RE: Smart HTTP push permissions failure

2016-08-25 Thread David McGough
Thank you for your reply Jeff.  I have moved on to installing GitLab.  It has 
been a success so far.

Thanks,
Dave

-Original Message-
From: Jeff King [mailto:p...@peff.net] 
Sent: Wednesday, August 24, 2016 1:00 PM
To: David McGough <dmcgo...@opentext.com>
Cc: git@vger.kernel.org
Subject: Re: Smart HTTP push permissions failure

On Tue, Aug 23, 2016 at 03:45:33PM +, David McGough wrote:

> When I try to push to the server I get this message:
> remote: error: insufficient permission for adding an object to 
> repository database ./objects
> remote: fatal: failed to write object
> [...]
> So I am pretty confused about what the issue.  Which OS user is git 
> using to write the files?  I hope somebody can help me understand why 
> the project cannot be pushed to the git server.

For a smart-http push, it will be whatever user the web server execs the CGI 
as. So I'd think "apache" would be the default, but it's possible that it runs 
CGIs as a different user, depending on your config.

One possibility may be to add a simple shell script CGI that does something 
like:

  #!/bin/sh
  echo "Content-type: text/plain"
  echo
  id

just to see what's happening.

Based on the data you showed, here are some wild possibilities I can think of:

  - the CGI runs as "apache", but your files are owned by "git".
"apache" is in the "staff" group, and the directories all have write
permission for that group. But are we sure that apache does not shed
any group permissions when running a CGI? The "id" script above
should hopefully show that.

  - You mentioned CentOS. It has been a while since I dealt with RHEL
and its derivatives, but I think selinux is turned on by default
there. Is it possible that the webserver runs in an selinux profile
that does not allow writing to the repository directory?

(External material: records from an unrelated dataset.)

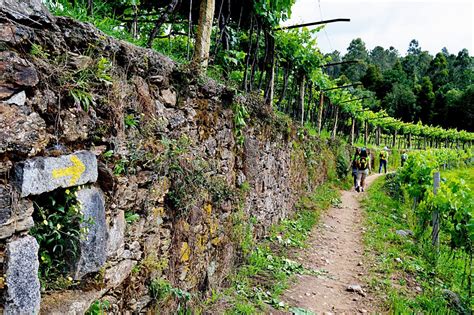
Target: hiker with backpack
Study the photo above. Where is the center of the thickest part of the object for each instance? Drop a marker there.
(383, 159)
(353, 165)
(363, 169)
(404, 157)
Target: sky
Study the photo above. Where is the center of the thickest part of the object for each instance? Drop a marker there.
(434, 23)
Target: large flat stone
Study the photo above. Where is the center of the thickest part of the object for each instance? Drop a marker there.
(29, 10)
(93, 248)
(15, 213)
(23, 286)
(38, 175)
(115, 243)
(21, 132)
(5, 204)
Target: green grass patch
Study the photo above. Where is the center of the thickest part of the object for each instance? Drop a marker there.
(404, 273)
(267, 269)
(464, 173)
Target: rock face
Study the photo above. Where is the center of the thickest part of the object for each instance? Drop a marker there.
(93, 248)
(15, 213)
(27, 9)
(39, 175)
(20, 132)
(170, 165)
(23, 287)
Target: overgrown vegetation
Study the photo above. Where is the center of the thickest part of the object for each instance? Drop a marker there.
(409, 274)
(58, 230)
(161, 291)
(267, 265)
(287, 69)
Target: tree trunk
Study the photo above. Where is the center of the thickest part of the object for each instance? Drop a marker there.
(255, 57)
(320, 113)
(366, 134)
(269, 89)
(301, 100)
(162, 19)
(247, 61)
(90, 7)
(203, 36)
(286, 75)
(352, 130)
(190, 27)
(335, 123)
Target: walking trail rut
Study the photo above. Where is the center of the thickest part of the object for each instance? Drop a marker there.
(335, 250)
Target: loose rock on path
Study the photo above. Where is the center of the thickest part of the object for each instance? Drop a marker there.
(335, 253)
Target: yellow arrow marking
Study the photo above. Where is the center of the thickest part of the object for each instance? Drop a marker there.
(75, 171)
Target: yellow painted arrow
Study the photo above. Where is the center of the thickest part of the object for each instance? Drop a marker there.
(75, 171)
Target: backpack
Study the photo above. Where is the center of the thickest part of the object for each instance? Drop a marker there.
(362, 163)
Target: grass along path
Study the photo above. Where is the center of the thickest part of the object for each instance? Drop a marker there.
(401, 273)
(335, 250)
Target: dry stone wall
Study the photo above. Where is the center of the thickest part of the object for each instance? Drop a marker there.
(149, 148)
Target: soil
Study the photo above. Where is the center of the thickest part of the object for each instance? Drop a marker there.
(335, 252)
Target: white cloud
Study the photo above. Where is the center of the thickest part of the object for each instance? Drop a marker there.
(434, 23)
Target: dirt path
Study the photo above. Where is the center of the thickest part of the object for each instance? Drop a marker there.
(335, 250)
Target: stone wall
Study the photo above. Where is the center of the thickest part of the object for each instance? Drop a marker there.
(162, 181)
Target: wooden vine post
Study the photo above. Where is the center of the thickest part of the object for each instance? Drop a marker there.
(377, 136)
(203, 36)
(366, 133)
(352, 130)
(334, 131)
(435, 218)
(394, 140)
(320, 113)
(301, 101)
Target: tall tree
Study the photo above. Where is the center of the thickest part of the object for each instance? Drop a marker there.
(438, 70)
(355, 51)
(203, 36)
(425, 100)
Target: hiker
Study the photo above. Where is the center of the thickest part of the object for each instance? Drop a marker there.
(404, 157)
(383, 159)
(371, 155)
(353, 165)
(363, 169)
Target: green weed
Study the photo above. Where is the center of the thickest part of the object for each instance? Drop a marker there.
(401, 263)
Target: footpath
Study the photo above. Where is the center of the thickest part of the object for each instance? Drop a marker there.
(335, 253)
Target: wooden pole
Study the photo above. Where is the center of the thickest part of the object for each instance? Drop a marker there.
(320, 113)
(302, 98)
(366, 134)
(352, 130)
(203, 37)
(312, 23)
(435, 232)
(335, 123)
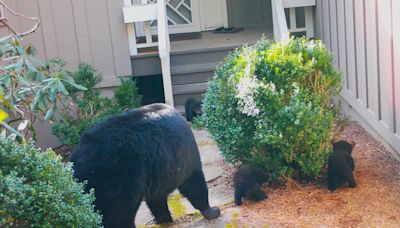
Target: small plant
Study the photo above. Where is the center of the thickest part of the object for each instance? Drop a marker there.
(90, 108)
(38, 190)
(176, 206)
(269, 105)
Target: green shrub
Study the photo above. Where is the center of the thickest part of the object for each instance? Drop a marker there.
(92, 108)
(29, 89)
(269, 105)
(38, 190)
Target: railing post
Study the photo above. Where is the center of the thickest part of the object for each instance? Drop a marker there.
(130, 28)
(279, 20)
(164, 51)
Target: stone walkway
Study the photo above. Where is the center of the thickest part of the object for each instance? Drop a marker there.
(219, 195)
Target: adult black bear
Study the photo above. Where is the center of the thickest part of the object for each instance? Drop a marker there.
(341, 165)
(247, 183)
(192, 109)
(144, 153)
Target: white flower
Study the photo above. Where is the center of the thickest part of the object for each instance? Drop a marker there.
(246, 89)
(296, 89)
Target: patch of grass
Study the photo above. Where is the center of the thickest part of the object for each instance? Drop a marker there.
(177, 208)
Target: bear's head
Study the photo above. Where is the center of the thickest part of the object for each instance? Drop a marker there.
(344, 145)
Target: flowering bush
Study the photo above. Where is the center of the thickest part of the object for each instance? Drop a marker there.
(269, 105)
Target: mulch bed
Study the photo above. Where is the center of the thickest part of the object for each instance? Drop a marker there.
(375, 202)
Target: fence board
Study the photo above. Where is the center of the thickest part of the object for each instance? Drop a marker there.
(333, 30)
(350, 47)
(396, 61)
(31, 7)
(65, 32)
(318, 19)
(369, 48)
(326, 24)
(118, 35)
(359, 32)
(100, 38)
(48, 27)
(372, 59)
(341, 32)
(81, 26)
(385, 62)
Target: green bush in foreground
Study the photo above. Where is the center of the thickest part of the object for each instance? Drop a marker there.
(38, 190)
(269, 105)
(92, 108)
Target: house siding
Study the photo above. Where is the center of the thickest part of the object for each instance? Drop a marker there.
(364, 36)
(90, 31)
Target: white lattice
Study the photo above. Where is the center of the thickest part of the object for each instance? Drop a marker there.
(179, 12)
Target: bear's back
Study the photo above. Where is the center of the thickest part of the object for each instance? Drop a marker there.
(152, 142)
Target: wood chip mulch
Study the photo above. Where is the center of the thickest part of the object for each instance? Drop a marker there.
(375, 202)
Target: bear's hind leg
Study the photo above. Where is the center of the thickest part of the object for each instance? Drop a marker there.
(159, 208)
(119, 213)
(195, 190)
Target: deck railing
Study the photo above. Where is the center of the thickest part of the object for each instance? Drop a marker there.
(147, 12)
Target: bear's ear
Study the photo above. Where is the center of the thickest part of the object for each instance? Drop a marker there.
(352, 143)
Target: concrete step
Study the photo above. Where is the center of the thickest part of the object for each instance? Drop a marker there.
(149, 63)
(210, 55)
(192, 73)
(190, 88)
(179, 100)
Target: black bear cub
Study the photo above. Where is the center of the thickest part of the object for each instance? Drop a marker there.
(247, 183)
(341, 165)
(145, 153)
(192, 109)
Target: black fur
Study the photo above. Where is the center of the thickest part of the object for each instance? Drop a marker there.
(145, 153)
(341, 165)
(192, 109)
(247, 183)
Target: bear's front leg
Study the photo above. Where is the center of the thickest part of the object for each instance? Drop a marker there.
(195, 190)
(159, 208)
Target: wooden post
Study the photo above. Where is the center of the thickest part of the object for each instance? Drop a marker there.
(130, 28)
(164, 51)
(279, 20)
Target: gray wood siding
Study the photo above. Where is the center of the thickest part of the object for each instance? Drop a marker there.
(90, 31)
(364, 36)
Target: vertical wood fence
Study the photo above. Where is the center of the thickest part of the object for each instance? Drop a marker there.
(365, 38)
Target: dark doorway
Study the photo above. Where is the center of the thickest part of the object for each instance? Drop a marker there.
(151, 87)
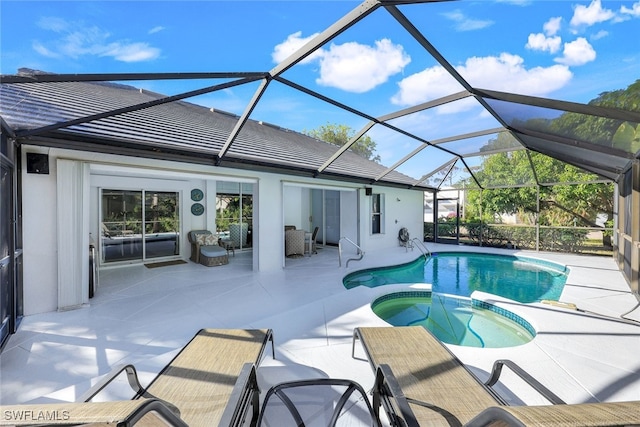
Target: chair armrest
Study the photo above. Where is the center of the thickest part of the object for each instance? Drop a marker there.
(132, 378)
(387, 392)
(535, 384)
(245, 392)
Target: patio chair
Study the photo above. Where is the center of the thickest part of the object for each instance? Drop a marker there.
(420, 382)
(583, 414)
(294, 243)
(206, 249)
(311, 243)
(211, 381)
(321, 402)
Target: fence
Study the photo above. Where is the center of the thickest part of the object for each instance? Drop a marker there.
(584, 240)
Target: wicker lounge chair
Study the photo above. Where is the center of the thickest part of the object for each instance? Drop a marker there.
(420, 382)
(208, 254)
(211, 382)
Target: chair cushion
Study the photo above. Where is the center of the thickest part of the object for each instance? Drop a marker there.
(207, 239)
(212, 251)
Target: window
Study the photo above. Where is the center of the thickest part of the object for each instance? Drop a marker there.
(139, 225)
(234, 213)
(377, 216)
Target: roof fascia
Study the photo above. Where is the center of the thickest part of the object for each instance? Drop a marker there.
(118, 77)
(243, 119)
(63, 140)
(6, 128)
(136, 107)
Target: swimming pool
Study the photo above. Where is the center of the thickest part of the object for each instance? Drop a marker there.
(455, 320)
(518, 278)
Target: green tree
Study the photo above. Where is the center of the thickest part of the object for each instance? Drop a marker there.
(560, 204)
(341, 134)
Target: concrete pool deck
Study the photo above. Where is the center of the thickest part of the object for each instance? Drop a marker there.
(144, 316)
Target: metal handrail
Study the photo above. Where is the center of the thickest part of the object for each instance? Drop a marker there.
(423, 248)
(360, 251)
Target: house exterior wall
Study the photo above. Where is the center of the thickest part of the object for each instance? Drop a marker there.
(275, 204)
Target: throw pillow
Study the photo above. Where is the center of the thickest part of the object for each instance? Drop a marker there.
(207, 239)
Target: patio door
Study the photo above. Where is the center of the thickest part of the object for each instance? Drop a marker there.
(325, 214)
(138, 225)
(7, 306)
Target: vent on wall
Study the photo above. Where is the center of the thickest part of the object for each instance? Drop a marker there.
(38, 163)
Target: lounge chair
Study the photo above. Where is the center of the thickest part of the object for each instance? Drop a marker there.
(207, 249)
(211, 381)
(420, 382)
(325, 402)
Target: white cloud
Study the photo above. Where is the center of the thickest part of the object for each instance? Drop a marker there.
(132, 52)
(543, 43)
(431, 83)
(464, 23)
(38, 47)
(590, 15)
(78, 40)
(505, 73)
(290, 45)
(600, 35)
(634, 11)
(156, 29)
(552, 26)
(53, 23)
(356, 67)
(577, 52)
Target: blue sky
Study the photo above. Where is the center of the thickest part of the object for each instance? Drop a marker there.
(569, 50)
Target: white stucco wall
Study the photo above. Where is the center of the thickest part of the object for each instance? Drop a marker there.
(277, 200)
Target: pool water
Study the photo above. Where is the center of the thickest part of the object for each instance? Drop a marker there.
(453, 320)
(520, 279)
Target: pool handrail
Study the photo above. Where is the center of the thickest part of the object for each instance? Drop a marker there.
(358, 248)
(423, 248)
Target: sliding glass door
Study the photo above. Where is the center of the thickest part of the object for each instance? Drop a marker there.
(234, 213)
(139, 225)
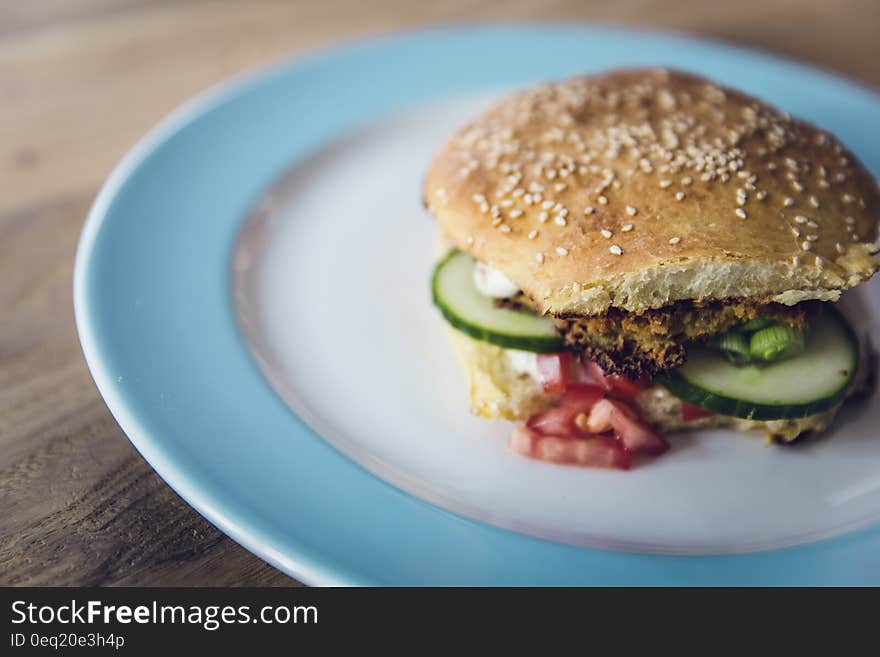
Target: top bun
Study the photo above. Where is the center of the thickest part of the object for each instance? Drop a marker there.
(639, 188)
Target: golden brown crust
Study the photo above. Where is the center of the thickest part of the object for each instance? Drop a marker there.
(703, 193)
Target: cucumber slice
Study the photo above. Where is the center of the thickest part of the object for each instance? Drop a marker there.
(806, 384)
(473, 313)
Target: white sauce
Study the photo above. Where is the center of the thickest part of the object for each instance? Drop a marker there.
(523, 362)
(492, 283)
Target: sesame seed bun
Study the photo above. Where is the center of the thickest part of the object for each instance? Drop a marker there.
(639, 188)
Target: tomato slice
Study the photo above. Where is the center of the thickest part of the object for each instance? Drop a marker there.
(693, 412)
(609, 415)
(561, 420)
(588, 451)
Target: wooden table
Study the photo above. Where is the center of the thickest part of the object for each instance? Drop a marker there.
(80, 81)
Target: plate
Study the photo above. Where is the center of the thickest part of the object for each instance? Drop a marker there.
(251, 295)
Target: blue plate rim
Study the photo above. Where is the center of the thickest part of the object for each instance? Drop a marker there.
(312, 568)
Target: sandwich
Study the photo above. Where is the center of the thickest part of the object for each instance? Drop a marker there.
(643, 251)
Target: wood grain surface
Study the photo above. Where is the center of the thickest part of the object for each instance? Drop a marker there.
(80, 81)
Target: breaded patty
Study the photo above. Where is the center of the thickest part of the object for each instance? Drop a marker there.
(655, 340)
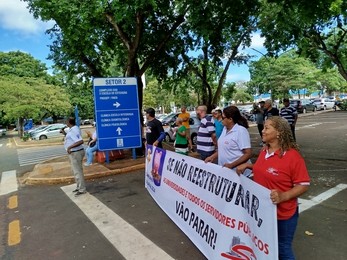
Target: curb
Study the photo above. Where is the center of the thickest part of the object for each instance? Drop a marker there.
(71, 179)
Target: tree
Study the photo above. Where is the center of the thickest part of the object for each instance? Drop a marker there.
(234, 21)
(242, 96)
(89, 36)
(24, 98)
(319, 30)
(26, 90)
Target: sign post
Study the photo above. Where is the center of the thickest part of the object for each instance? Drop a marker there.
(117, 113)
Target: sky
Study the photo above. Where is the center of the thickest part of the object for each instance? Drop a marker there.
(19, 31)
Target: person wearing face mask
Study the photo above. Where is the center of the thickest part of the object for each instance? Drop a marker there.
(206, 139)
(281, 169)
(234, 143)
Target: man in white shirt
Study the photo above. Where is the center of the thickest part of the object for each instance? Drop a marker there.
(74, 146)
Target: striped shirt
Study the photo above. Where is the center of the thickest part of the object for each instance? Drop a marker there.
(289, 113)
(204, 139)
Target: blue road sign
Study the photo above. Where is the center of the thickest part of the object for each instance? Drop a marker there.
(117, 113)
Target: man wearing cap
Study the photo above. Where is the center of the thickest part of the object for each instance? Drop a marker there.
(217, 116)
(185, 116)
(269, 110)
(259, 113)
(154, 129)
(290, 114)
(73, 145)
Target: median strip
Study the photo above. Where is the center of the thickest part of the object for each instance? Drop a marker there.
(14, 235)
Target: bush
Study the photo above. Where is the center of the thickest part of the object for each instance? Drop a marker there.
(25, 137)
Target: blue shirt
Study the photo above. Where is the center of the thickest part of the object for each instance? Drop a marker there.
(219, 127)
(73, 135)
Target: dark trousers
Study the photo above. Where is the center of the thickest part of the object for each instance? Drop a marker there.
(292, 127)
(286, 230)
(260, 129)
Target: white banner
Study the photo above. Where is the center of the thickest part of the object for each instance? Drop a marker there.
(225, 215)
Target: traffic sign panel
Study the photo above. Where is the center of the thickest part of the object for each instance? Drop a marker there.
(117, 113)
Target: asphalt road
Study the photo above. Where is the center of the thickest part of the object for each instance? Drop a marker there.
(52, 226)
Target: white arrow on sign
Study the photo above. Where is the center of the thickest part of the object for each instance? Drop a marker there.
(119, 130)
(116, 104)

I don't recall the specifics of debugging selinux problems, but
there may be logs there.

Sorry those are just stabs in the dark, but I don't see anything else obviously 
wrong with what you've posted.

-Peff


Re: Smart HTTP push permissions failure

2016-08-24 Thread Jeff King
On Tue, Aug 23, 2016 at 03:45:33PM +, David McGough wrote:

> When I try to push to the server I get this message:
> remote: error: insufficient permission for adding an object to repository 
> database ./objects
> remote: fatal: failed to write object
> [...]
> So I am pretty confused about what the issue.  Which OS user is git
> using to write the files?  I hope somebody can help me understand why
> the project cannot be pushed to the git server.

For a smart-http push, it will be whatever user the web server execs the
CGI as. So I'd think "apache" would be the default, but it's possible
that it runs CGIs as a different user, depending on your config.

One possibility may be to add a simple shell script CGI that does
something like:

  #!/bin/sh
  echo "Content-type: text/plain"
  echo
  id

just to see what's happening.

Based on the data you showed, here are some wild possibilities I can
think of:

  - the CGI runs as "apache", but your files are owned by "git".
"apache" is in the "staff" group, and the directories all have write
permission for that group. But are we sure that apache does not shed
any group permissions when running a CGI? The "id" script above
should hopefully show that.

  - You mentioned CentOS. It has been a while since I dealt with RHEL
and its derivatives, but I think selinux is turned on by default
there. Is it possible that the webserver runs in an selinux profile
that does not allow writing to the repository directory?

I don't recall the specifics of debugging selinux problems, but
there may be logs there.

Sorry those are just stabs in the dark, but I don't see anything else
obviously wrong with what you've posted.